Introduction Into Protocol Buffers in Go

Marek Semjan

Protocol BuffersGolangGoData Serialization

1151 Words • 5 Minutes, 13 Seconds

2023-08-26 07:14 +0000


Introduction

Protocol buffers1 are a language-agnostic and platform-independent mechanism for serialization of data created by Google. Protocol buffers can be used as a replacement for older formats, such as JSON or XML, but they are designed to be much smaller, faster and simpler. The speed is achieved by the fact that protocol buffers encode information into a binary format, which both increases the speed of parsing and reduces the size of the message, which in turn improves the transmission speeds.

Before using them, one has to specify how the data is structured, and then the language-specific code can be automatically generated. Currently protocol buffers are supported in the following languages: Java, Python, Objective-C, and C++, and in proto3 version you can also use Kotlin, Dart, Go, Ruby, PHP, and C#.

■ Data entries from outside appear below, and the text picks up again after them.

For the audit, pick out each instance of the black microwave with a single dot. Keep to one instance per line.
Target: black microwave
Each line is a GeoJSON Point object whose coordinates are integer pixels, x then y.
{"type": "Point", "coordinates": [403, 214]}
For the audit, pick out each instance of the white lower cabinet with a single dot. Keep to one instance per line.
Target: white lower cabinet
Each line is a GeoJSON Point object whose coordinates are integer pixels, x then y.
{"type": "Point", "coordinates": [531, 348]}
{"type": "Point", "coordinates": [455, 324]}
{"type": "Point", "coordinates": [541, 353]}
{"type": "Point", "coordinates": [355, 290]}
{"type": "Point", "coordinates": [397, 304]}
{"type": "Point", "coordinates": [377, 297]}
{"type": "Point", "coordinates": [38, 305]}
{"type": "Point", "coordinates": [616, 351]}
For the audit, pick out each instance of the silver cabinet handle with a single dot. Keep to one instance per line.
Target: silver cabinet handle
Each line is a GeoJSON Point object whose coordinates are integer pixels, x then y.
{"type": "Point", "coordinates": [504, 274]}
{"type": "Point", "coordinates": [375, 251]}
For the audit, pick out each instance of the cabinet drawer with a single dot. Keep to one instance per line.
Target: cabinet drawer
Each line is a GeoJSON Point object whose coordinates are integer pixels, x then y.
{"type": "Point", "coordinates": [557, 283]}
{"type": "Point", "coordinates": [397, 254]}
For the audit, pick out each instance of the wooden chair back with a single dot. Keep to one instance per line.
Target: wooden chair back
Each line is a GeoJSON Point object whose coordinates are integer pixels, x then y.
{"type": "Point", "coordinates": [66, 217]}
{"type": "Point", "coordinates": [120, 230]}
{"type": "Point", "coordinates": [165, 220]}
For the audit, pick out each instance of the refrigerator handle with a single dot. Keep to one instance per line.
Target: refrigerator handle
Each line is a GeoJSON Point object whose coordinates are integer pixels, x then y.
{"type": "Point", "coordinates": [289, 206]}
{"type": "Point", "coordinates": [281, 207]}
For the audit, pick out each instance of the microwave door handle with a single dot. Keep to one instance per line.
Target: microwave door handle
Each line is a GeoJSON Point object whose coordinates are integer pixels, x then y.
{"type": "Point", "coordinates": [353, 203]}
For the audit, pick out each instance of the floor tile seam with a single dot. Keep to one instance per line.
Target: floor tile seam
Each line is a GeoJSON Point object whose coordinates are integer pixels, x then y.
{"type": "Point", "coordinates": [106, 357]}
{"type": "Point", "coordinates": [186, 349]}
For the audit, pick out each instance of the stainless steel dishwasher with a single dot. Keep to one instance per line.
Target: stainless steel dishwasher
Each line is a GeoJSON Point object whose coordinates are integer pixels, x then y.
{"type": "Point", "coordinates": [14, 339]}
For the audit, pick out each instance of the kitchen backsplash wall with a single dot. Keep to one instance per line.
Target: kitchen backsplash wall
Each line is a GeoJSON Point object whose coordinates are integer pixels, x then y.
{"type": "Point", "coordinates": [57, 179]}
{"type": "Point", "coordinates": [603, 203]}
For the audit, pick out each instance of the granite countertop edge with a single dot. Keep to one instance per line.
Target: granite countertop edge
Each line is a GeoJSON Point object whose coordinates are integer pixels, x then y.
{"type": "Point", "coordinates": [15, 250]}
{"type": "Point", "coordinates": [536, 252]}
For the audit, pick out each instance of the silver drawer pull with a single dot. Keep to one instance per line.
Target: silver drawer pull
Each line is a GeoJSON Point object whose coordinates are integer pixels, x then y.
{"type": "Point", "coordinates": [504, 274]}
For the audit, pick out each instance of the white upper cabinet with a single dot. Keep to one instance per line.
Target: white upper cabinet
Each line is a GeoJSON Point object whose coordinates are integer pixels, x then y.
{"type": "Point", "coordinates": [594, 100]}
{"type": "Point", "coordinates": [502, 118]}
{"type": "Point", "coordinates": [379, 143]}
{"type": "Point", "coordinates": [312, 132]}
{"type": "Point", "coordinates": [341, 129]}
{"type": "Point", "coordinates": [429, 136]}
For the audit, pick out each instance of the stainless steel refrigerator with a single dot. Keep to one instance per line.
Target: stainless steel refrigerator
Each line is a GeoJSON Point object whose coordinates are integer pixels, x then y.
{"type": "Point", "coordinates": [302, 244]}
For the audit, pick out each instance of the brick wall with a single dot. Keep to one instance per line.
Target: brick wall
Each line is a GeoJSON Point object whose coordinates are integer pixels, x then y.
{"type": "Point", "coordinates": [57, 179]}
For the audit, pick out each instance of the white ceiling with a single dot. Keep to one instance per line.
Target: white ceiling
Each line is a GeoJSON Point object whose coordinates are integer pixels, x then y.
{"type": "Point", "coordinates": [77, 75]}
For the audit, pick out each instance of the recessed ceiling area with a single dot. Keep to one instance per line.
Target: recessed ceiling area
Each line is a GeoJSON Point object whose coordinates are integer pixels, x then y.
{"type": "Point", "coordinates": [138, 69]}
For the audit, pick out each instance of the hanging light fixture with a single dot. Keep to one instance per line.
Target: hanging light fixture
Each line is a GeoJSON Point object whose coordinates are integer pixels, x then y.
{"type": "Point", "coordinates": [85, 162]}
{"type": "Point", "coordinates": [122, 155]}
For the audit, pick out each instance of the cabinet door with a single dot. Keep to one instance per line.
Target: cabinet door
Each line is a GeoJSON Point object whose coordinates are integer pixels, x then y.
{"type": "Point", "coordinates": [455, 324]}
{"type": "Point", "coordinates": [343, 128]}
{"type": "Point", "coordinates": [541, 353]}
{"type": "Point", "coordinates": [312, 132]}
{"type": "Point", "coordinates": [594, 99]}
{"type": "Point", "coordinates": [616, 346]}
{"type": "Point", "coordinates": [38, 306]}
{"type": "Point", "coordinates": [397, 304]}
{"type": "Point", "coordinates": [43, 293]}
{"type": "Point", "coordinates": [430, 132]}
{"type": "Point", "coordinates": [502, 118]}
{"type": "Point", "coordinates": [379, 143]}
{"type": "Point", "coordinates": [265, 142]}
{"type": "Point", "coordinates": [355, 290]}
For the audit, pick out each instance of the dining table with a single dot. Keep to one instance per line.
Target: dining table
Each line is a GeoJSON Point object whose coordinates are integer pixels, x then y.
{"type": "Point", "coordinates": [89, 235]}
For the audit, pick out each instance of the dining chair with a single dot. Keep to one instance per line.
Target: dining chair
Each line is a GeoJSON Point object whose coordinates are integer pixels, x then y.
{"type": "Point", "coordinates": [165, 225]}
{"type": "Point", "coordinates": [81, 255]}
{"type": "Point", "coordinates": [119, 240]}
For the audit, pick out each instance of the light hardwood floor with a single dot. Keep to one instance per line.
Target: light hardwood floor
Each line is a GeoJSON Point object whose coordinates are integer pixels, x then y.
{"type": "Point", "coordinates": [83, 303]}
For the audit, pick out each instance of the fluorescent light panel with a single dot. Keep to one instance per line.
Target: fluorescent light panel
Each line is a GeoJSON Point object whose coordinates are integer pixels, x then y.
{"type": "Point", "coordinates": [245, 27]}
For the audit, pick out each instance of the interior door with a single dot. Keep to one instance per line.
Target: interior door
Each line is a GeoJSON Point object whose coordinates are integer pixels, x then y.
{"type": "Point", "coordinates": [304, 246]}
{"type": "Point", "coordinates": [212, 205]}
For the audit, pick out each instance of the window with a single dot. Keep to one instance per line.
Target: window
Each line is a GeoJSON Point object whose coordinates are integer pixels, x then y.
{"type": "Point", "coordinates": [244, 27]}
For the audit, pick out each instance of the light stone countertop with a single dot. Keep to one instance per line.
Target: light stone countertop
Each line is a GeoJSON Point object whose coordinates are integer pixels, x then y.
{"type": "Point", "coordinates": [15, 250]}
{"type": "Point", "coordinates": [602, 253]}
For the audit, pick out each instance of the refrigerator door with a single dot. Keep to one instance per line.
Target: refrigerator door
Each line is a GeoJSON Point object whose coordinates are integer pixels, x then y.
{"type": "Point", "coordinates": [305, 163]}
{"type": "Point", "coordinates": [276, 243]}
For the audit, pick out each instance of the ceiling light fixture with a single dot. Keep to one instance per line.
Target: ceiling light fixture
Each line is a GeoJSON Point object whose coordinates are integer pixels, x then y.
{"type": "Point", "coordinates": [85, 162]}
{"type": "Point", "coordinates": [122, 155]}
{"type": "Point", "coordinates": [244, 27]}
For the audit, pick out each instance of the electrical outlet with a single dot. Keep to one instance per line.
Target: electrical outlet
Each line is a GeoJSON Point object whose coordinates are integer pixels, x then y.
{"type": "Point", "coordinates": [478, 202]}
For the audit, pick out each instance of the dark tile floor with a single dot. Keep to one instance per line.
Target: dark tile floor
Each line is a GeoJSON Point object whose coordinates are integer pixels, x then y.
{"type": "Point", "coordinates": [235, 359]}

The most notable application of protocol buffers is in gRPC, which is a high-performance framework that can run in any environment and can be used as a more efficient replacement for REST APIs in some applications2.

One of the main benefits of protocol buffers is that they are language-independent and therefore the producer of a message can be written in a different language than the consumer.

In this blog post I’ll show you how to get started with protocol buffers in Go programming language3.

Preparation

In this tutorial we will be using proto3 version of protocol buffers4. Before we start working with the protocol buffers, you need to install the compiler. Head to the download page, get the package and follow the instructions in the README. In my case, I was able to download the package using my Linux distribution package manager.

First, we need the go.mod file, which can be generated with:

go mod init github.com/msemjan/protobuf-tutorial

You also need to install a couple of packages:

go get github.com/golang/protobuf
go get github.com/golang/protobuf/proto
go install google.golang.org/protobuf/cmd/protoc-gen-go@latest

Finally, make sure that you’ve exported $GOPATH/bin:

export PATH=$PATH:$GOPATH/bin

Specifying the message structure

As an example, I’ve decided to create a message for posts with several common fields: id, author, title, body, and an array of tags.

As I’ve mentioned before, the protocol buffers require you to specify the message structure in a .proto file. So let’s create a types folder and inside it a post.proto file with the following content:

syntax = "proto3";

package pb;
option go_package = "./pb";

message Post {
  int64 id = 1;
  string author = 2;
  string title = 3;
  string body = 4;
  repeated string tags = 5;
}

The first line says that we are using the version 3 of the protocol buffers. We also declared a package pb. The third line is necessary when we want to work with protocol buffers in Go. Basically, this will cause the code generator to create a pb folder in the root of our project and put all the generated files there.

As you can see the message itself has several fields that have types. Protocol buffers support several types that are similar to those used by Go. A full list of scalar types can be found in the documentation. The only field that is not scalar in our example is the tags field. Each post can have several tags, and you can create something like an array with repeated keyword.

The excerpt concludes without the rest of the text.